Is it possible that righteousness can cause blindness? Can it induce audacity, even if unwitting? The reality being deflected is clear: we’re desperately trying to deflect the fact that we’re desperately trying to fulfill a domestic political promise that can’t be fulfilled without palpable domestic risk. In the face of that self-imposed risk, as our commander-in-chief is wont to do with our earnings, we’re trying to “spread it around”. The reality being reflected is fuzzy but clear enough to be terrifying: we’re reflecting the impression that we’re arrogant enough to think others will blithely take our bitter pill – or we’re reflecting our assumption that others are so ignorant they won’t recognize the taste or discern the poison. But what kind of reality is being selected in which we would actually ask a nation with which we share a continent to take people so potentially dangerous we won’t have them here? How dizzying are the heights of arrogance – how deep the valleys of ignorance – that we would attempt to sicken another tribe with a “cure” our own tribesmen refuse to self-administer?

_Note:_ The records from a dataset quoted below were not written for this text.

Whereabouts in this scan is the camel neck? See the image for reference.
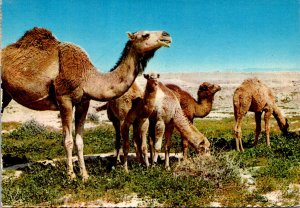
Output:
[143,86,157,115]
[194,97,213,118]
[84,43,154,101]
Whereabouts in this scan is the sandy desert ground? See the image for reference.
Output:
[2,72,300,207]
[1,70,300,128]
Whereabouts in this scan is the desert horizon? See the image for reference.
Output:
[1,69,300,131]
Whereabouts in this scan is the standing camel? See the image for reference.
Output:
[96,82,144,162]
[166,82,221,159]
[1,28,171,180]
[122,74,210,169]
[233,78,289,152]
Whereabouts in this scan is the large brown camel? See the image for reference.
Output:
[1,28,171,180]
[121,74,210,169]
[166,82,221,159]
[233,78,289,152]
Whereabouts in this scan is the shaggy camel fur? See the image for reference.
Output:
[1,28,171,180]
[233,79,289,152]
[96,82,144,162]
[121,74,210,169]
[166,82,221,159]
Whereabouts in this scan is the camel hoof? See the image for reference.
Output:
[68,173,76,181]
[82,174,89,182]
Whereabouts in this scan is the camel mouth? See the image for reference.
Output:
[216,86,222,92]
[158,38,172,48]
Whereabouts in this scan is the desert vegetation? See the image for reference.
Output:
[2,115,300,206]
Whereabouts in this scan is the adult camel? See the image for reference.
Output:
[1,27,171,180]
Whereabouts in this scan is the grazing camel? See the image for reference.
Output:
[233,78,289,152]
[1,28,171,180]
[166,82,221,159]
[121,74,210,169]
[96,82,144,162]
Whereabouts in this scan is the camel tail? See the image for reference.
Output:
[96,103,107,112]
[173,107,210,152]
[273,106,289,134]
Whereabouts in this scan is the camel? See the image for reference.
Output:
[1,27,171,181]
[121,73,210,169]
[166,82,221,159]
[96,82,144,162]
[233,78,289,152]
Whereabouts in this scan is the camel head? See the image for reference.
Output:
[127,31,172,54]
[280,118,289,135]
[198,82,221,98]
[144,73,160,92]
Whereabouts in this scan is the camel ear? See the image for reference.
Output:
[144,74,149,79]
[127,32,134,40]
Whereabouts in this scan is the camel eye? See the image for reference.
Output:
[142,33,150,39]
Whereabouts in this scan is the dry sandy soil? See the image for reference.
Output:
[2,72,300,128]
[2,72,300,207]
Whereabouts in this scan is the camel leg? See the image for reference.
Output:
[75,101,90,181]
[181,135,189,160]
[165,123,174,170]
[57,96,76,179]
[153,121,165,163]
[148,121,155,165]
[264,110,273,147]
[253,112,262,147]
[121,120,130,172]
[1,89,12,113]
[139,119,149,167]
[234,115,244,152]
[112,119,121,162]
[133,121,143,163]
[106,104,124,163]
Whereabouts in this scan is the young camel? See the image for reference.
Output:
[96,82,144,162]
[1,28,171,180]
[121,73,210,169]
[166,82,221,159]
[233,78,289,152]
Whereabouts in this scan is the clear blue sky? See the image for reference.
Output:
[2,0,300,72]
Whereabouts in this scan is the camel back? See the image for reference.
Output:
[13,27,59,50]
[1,28,59,83]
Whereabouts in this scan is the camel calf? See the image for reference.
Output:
[96,82,144,162]
[233,78,289,152]
[166,82,221,159]
[122,74,210,169]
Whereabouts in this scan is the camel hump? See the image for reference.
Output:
[54,43,94,94]
[14,27,59,50]
[13,27,59,50]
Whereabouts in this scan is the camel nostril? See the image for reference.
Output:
[162,31,170,36]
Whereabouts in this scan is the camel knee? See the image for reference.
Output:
[76,136,84,152]
[64,138,74,150]
[154,139,162,152]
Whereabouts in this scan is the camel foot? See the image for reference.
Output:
[82,174,89,182]
[68,172,76,181]
[124,166,129,173]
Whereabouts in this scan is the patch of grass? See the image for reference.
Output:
[2,115,300,206]
[1,122,22,131]
[3,158,243,206]
[86,113,100,124]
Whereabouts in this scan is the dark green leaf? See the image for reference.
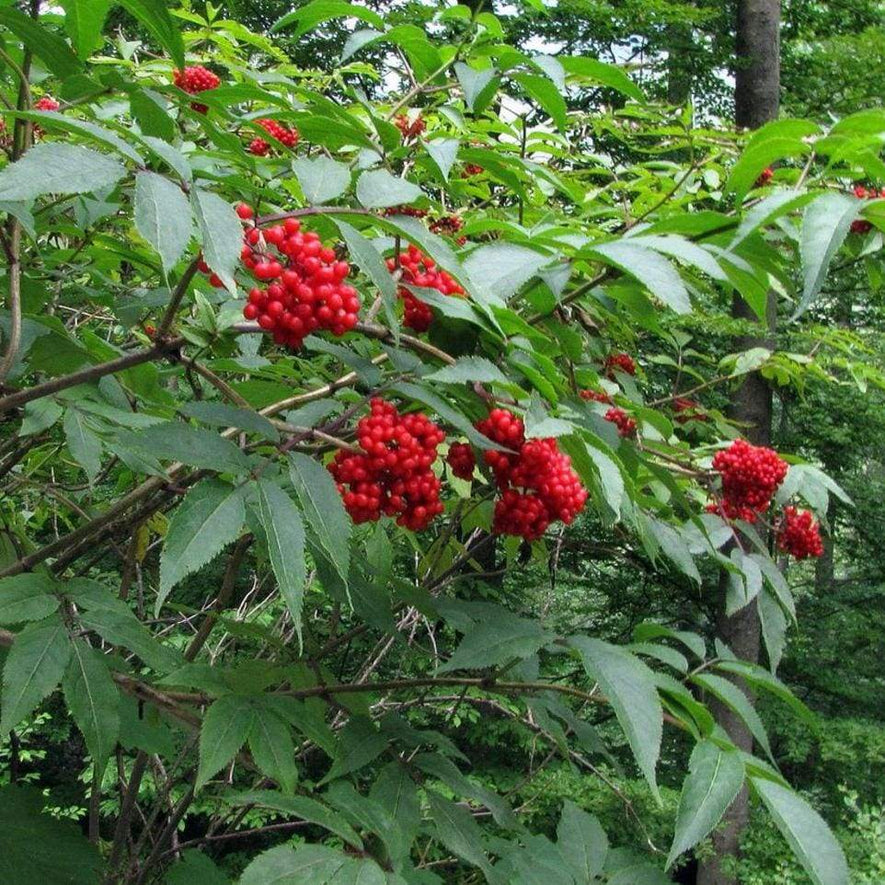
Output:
[0,614,71,738]
[156,480,246,614]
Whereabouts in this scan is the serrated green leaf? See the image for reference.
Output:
[62,638,120,771]
[191,187,243,295]
[256,480,307,644]
[569,636,663,797]
[292,156,350,205]
[196,695,255,790]
[155,479,246,614]
[0,141,126,202]
[354,169,424,209]
[751,777,849,885]
[667,741,744,868]
[135,172,193,273]
[0,614,71,738]
[556,799,608,882]
[289,452,353,584]
[0,572,59,624]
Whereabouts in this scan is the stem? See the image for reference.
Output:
[0,218,22,384]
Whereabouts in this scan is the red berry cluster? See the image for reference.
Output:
[851,184,885,234]
[387,244,466,332]
[605,353,636,377]
[446,443,476,482]
[579,389,612,405]
[753,166,774,187]
[476,409,587,541]
[172,65,221,114]
[393,114,427,141]
[32,95,61,138]
[237,206,360,350]
[777,507,824,559]
[329,399,445,532]
[605,406,636,437]
[708,439,788,522]
[249,118,300,157]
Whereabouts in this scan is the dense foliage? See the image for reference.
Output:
[0,0,885,885]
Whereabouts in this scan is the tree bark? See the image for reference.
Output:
[697,0,780,885]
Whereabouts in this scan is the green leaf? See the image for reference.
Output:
[0,141,126,201]
[751,777,848,885]
[424,790,493,882]
[414,753,520,830]
[228,790,363,851]
[191,187,243,295]
[270,0,385,39]
[155,479,246,614]
[320,716,387,785]
[64,408,101,482]
[455,62,497,113]
[464,243,551,304]
[0,572,59,624]
[557,56,645,101]
[135,172,193,273]
[0,784,103,885]
[691,673,771,758]
[424,138,461,181]
[667,741,744,868]
[249,704,298,793]
[556,799,608,882]
[437,611,555,673]
[0,9,81,78]
[292,156,350,205]
[792,193,863,320]
[0,614,71,738]
[116,0,185,68]
[590,240,691,313]
[289,452,353,583]
[424,356,513,384]
[179,400,280,442]
[513,74,568,132]
[62,638,120,771]
[569,636,663,798]
[61,0,111,59]
[256,480,308,645]
[163,848,230,885]
[120,421,250,474]
[240,845,391,885]
[196,694,255,790]
[335,219,399,330]
[354,169,424,209]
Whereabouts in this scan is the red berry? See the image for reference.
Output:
[710,439,788,522]
[580,390,612,405]
[329,399,445,531]
[605,406,636,437]
[393,114,427,141]
[446,443,476,482]
[777,507,824,559]
[605,353,636,378]
[387,245,466,332]
[476,409,587,541]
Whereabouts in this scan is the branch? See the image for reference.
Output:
[0,218,22,384]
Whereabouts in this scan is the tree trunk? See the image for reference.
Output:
[697,0,780,885]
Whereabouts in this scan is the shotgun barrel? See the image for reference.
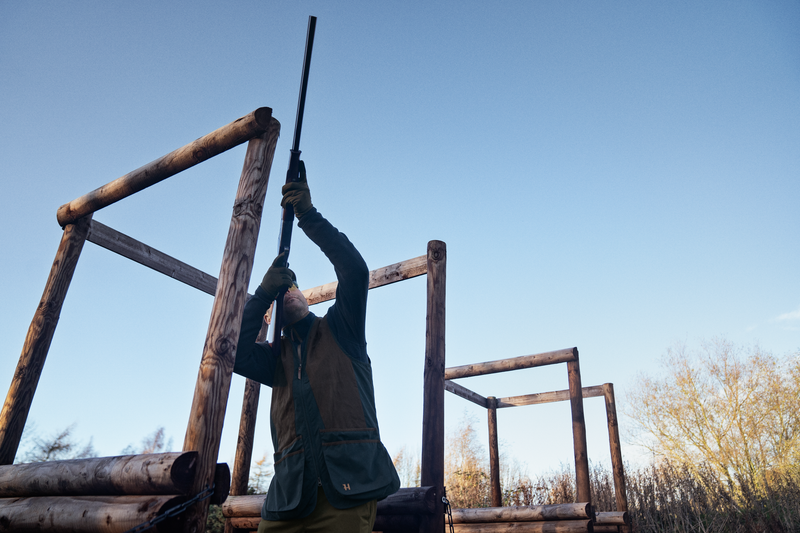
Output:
[272,16,317,350]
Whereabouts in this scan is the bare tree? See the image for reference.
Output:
[623,339,800,486]
[18,424,97,463]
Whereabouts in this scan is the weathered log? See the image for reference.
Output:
[453,520,593,533]
[0,496,185,533]
[444,380,488,409]
[303,255,428,305]
[0,452,197,498]
[603,383,628,512]
[378,487,438,515]
[567,356,592,503]
[420,241,447,533]
[86,220,217,296]
[444,348,578,379]
[183,115,280,533]
[486,396,503,507]
[222,487,437,518]
[497,385,603,409]
[453,503,593,524]
[228,516,261,531]
[0,217,91,465]
[595,511,631,526]
[222,494,267,518]
[57,107,274,227]
[208,463,231,505]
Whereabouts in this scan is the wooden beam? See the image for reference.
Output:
[419,241,447,533]
[444,380,488,409]
[453,520,594,533]
[183,119,280,533]
[86,220,217,296]
[0,496,186,533]
[486,396,496,507]
[567,356,592,503]
[453,503,594,524]
[303,255,428,305]
[596,511,631,526]
[497,385,603,409]
[0,216,92,465]
[222,487,437,518]
[0,452,197,498]
[444,348,578,379]
[57,107,273,227]
[602,383,628,513]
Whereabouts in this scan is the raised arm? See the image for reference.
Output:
[283,161,369,361]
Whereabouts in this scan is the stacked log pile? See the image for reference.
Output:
[222,494,629,533]
[0,452,230,533]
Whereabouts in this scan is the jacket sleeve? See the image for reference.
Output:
[298,207,369,362]
[233,287,276,387]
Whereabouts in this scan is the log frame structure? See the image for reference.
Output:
[0,107,280,533]
[445,354,629,528]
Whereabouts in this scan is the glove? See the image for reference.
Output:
[261,253,294,300]
[281,161,314,219]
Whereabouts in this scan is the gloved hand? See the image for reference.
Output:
[281,161,313,219]
[261,253,295,300]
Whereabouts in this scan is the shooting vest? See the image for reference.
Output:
[261,317,400,520]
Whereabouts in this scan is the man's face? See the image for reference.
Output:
[283,287,308,326]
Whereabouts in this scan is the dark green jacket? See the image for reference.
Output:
[234,210,400,520]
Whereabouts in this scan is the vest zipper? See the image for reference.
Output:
[297,346,303,380]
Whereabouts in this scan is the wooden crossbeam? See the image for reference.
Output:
[497,385,603,408]
[444,348,578,379]
[87,220,217,296]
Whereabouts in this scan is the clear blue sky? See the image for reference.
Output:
[0,0,800,472]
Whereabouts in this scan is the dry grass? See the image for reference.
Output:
[520,463,800,533]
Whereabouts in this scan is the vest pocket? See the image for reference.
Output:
[266,437,304,511]
[320,428,394,497]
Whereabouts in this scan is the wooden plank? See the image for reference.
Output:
[453,520,593,533]
[0,216,91,465]
[497,385,603,409]
[183,119,280,533]
[86,220,217,296]
[444,380,488,409]
[567,356,592,503]
[444,348,578,379]
[486,396,503,507]
[419,241,447,533]
[0,452,197,498]
[0,496,186,533]
[231,320,269,496]
[56,107,274,227]
[603,383,628,513]
[453,503,594,524]
[303,255,428,305]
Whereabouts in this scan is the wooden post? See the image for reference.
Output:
[486,396,496,507]
[56,107,272,227]
[0,216,92,465]
[183,119,280,533]
[603,383,628,513]
[420,241,447,533]
[225,320,269,533]
[567,356,592,503]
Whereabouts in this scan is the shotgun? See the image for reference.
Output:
[272,16,317,357]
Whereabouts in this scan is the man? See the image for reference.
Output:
[234,161,400,533]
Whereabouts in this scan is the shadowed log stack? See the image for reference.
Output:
[0,452,230,533]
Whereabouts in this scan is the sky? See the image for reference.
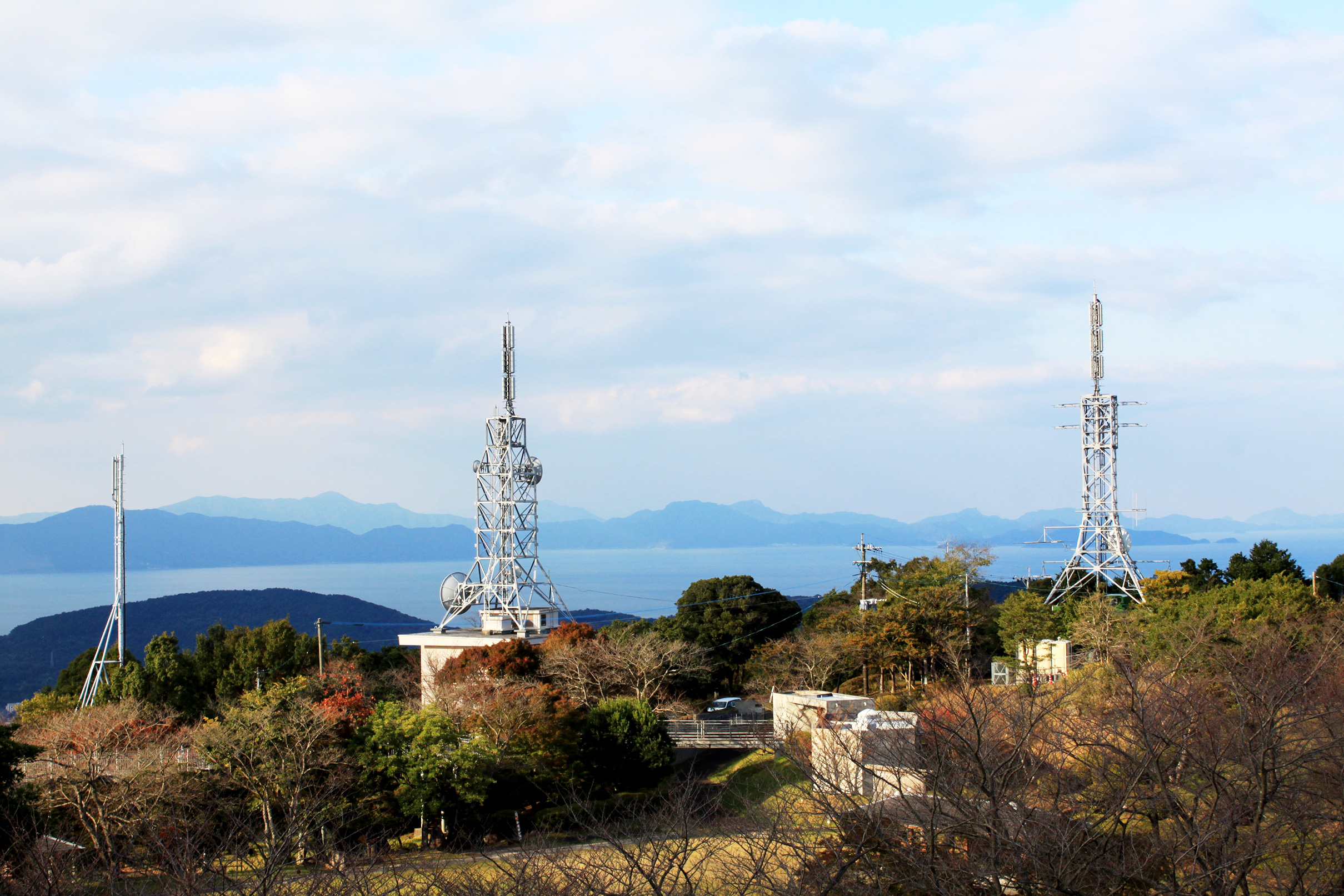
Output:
[0,0,1344,520]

Grandpa O’Brien was taken as humorous when he used to say, “Strange things are happening.” He wasn’t joking. And he didn’t know the half of it. We don’t, either. The rest of the world is learning. Albert Einstein, who’s almost as famous as Grandpa O’Brien, said: “Only two things are infinite, the universe and human stupidity; and I’m not sure about the former.” For the latter, there is an ample and growing body of evidence. And we certainly seem determined to validate and add to that body of evidence, just as we seem determined to symbolize our contemptible actions through our constant efforts to exploit and abuse language, at the expense of others, while ignoring its symbolic action.